April 24, 2024

Bad Phorm on Privacy

Phorm, an online advertising company, has recently made deals with several British ISPs to gain unprecedented access to every single Web action taken by their customers. The deals will let Phorm track search terms, URLs and other keywords to create online behavior profiles of individual customers, which will then be used to provide better targeted ads. The company claims that “No private or personal information, or anything that can identify you, is ever stored – and that means your privacy is never at risk.” Although Phorm might have honest intentions, their privacy claims are, at best, misleading to customers.

Their privacy promise is that personally-identifiable information is never stored, but they make no promises on how the raw logs of search terms and URLs are used before they are deleted. It’s clear from Phorm’s online literature that they use this sensitive data for ad delivery purposes. In one example, they claim advertisers will be able to target ads directly to users who see the keywords “Paris vacation” either as a search or within the text of a visited webpage. Without even getting to the storage question, users will likely perceive Phorm’s access and use of their behavioral data as a compromise of their personal privacy.

What Phorm does store permanently are two pieces of information about each user: (1) the “advertising categories” that the user is interested in and (2) a randomly-generated ID from the user’s browser cookie. Each raw online action is sorted into one or more categories, such as “travel” or “luxury cars”, that are defined by advertisers. The privacy worry is that as these categories become more specific, the behavioral profiles of each user becomes ever more precise. Phorm seems to impose no limit on the specificity of these defined categories, so for all intents and purposes, these categories over time will become nearly identical to the search terms themselves. Indeed, they market their “finely tuned” service as analogous to typical keyword search campaigns that advertisers are already used to. Phorm has a strong incentive to store arbitrarily specific interest categories about each user to provide optimally targeted ads, and thus boost the profits of their advertising business.
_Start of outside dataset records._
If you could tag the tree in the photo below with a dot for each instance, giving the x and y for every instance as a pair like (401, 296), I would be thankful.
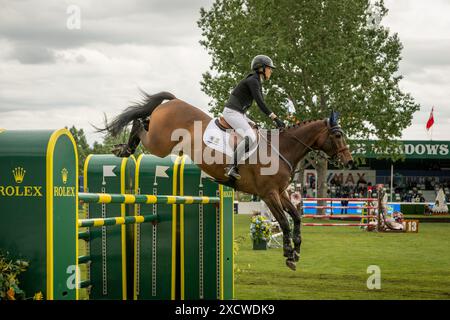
(331, 55)
(83, 148)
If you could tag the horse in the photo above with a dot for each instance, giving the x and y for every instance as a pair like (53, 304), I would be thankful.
(154, 121)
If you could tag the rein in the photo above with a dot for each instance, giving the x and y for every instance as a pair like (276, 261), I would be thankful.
(319, 154)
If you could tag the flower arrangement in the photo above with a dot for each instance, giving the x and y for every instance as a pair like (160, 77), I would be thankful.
(9, 271)
(260, 229)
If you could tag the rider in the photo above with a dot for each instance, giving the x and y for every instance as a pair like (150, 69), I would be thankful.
(241, 98)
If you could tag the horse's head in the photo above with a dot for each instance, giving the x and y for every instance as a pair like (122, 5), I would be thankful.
(333, 143)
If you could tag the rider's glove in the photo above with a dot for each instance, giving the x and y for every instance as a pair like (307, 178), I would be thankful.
(280, 124)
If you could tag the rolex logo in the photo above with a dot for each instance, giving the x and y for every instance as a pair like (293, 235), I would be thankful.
(19, 174)
(64, 174)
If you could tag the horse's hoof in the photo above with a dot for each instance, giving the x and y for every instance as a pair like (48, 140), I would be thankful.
(121, 150)
(291, 264)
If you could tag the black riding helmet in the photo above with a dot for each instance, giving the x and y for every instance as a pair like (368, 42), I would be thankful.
(262, 61)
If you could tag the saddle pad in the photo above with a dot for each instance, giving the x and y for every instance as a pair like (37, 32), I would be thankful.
(219, 140)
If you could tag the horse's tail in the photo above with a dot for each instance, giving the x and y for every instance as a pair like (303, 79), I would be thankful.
(140, 110)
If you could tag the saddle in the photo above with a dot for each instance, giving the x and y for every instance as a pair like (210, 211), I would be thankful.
(223, 125)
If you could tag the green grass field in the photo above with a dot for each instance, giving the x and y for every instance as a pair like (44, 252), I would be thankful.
(334, 262)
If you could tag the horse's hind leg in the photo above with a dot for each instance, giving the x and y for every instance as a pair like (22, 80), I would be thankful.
(273, 201)
(293, 212)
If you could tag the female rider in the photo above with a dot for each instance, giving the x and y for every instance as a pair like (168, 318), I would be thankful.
(241, 98)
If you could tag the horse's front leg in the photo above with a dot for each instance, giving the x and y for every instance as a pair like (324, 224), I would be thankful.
(273, 201)
(293, 212)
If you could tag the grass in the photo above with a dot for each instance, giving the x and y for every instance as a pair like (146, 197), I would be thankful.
(334, 262)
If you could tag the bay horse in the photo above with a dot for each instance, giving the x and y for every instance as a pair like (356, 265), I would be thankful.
(294, 143)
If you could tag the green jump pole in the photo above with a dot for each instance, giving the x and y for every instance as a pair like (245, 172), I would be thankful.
(115, 221)
(145, 199)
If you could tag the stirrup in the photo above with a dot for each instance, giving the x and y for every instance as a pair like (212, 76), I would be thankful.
(122, 150)
(232, 172)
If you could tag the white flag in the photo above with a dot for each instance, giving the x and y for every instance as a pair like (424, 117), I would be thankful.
(161, 171)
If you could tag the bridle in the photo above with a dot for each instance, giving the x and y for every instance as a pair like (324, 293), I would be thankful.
(330, 159)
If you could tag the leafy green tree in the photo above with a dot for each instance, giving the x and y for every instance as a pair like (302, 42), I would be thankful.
(331, 54)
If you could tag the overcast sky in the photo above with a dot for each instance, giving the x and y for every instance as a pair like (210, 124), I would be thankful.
(54, 75)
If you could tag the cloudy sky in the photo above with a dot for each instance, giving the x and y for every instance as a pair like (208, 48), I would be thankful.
(55, 72)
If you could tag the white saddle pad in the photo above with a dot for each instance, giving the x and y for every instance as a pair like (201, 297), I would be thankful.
(220, 140)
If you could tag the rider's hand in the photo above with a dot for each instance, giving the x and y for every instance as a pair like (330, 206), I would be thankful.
(280, 124)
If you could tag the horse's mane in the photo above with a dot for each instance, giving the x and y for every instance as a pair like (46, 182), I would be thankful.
(298, 124)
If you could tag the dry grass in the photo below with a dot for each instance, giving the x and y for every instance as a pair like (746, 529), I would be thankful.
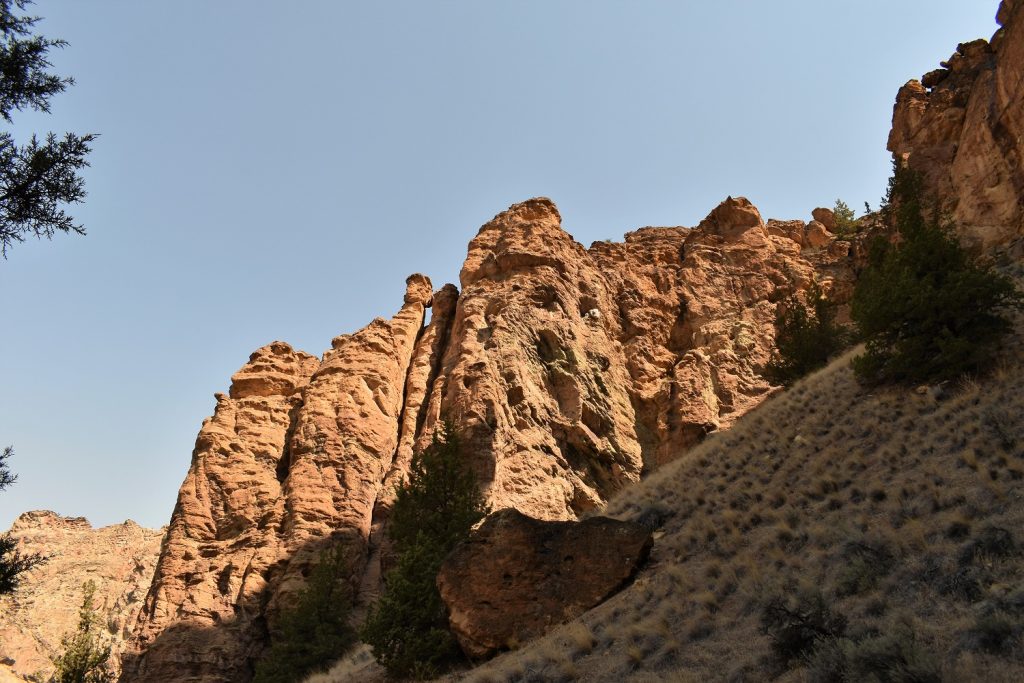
(904, 511)
(881, 500)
The second protection mechanism is a randomly-generated ID number stored in a browser cookie that Phorm uses to “anonymously” track a user as she browses the web. This ID number is stored with the list of the interest categories collected for that user. Phorm should be given credit for recognizing this as more privacy-protecting than simply using the customer’s name or IP address as an identifier (something even Google has disappointingly failed to recognize). But from past experience, these protections are unlikely to be enough. The storage of random user IDs mapped to keywords mirroring actual search queries is highly reminiscent of the AOL data fiasco from 2006, where AOL released “anonymized” search histories containing 20 million keywords. It turned out to be easy to identify the name of specific individuals based solely on their search history.

In the least, the company’s employees will be able to access an AOL-like dataset about the ISP’s customers. Granted, distinguishing whether particular datasets as personally-identifiable or not is a notoriously difficult problem and subject to further research. But it’s inaccurate for Phorm to claim that personally-identifiable information is not being stored and to promise users that their privacy is not at risk.